A groundbreaking exhibition titled ‘Typecasting: Photographing the Peoples of India, 1855-1920’ at Delhi’s DAG art gallery unveils nearly 200 rare photographs that reveal how the British Empire weaponized photography as a tool for social classification during colonial rule. Curated by historian Sudeshna Guha, the comprehensive display spans 65 years of visual anthropology that transformed India’s fluid social realities into fixed, knowable categories for colonial administration.
The exhibition centers on folios from ‘The People of India,’ the influential eight-volume photographic survey published between 1868-1875, while expanding to include works by pioneering photographers including Samuel Bourne, Lala Deen Dayal, John Burke, and studio Shepherd & Robertson. These practitioners developed a visual language that both documented and actively shaped perceptions of Indian society through their lenses.
Geographic diversity emerges as a central theme, with images ranging from Lepcha and Bhutia communities in the northeast to Afridis in the northwest, and from Todas in the Nilgiris to Parsi and Gujarati elites in western India. The colonial gaze particularly focused on those occupying society’s lower rungs—dancing girls, agricultural laborers, barbers, and snake charmers—transforming ordinary labor into ethnographic subjects.

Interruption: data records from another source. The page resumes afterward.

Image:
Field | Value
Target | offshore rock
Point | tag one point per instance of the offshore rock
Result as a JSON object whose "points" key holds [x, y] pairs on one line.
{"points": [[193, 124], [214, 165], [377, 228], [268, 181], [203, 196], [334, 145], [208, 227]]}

Women feature prominently throughout the collection, as seen in Edward Taurines’ 1890 image of Bombay women carrying cow dung cakes, deliberately repositioned outdoors from their typical domestic settings. Another striking portrait by Felix Morin captures both the ethnographic scrutiny and formal elegance characteristic of early photography.
The exhibition also includes photographs from regions beyond direct British control, such as Sikkim, Bhutan, and Tibet, alongside images documenting Indian diaspora communities in Singapore and the Malay Peninsula. According to DAG CEO Ashish Anand, ‘This material tells the history of ethnographic photography and its effect on British administration and Indian population in a project which in size and depth has never before been seen in India.’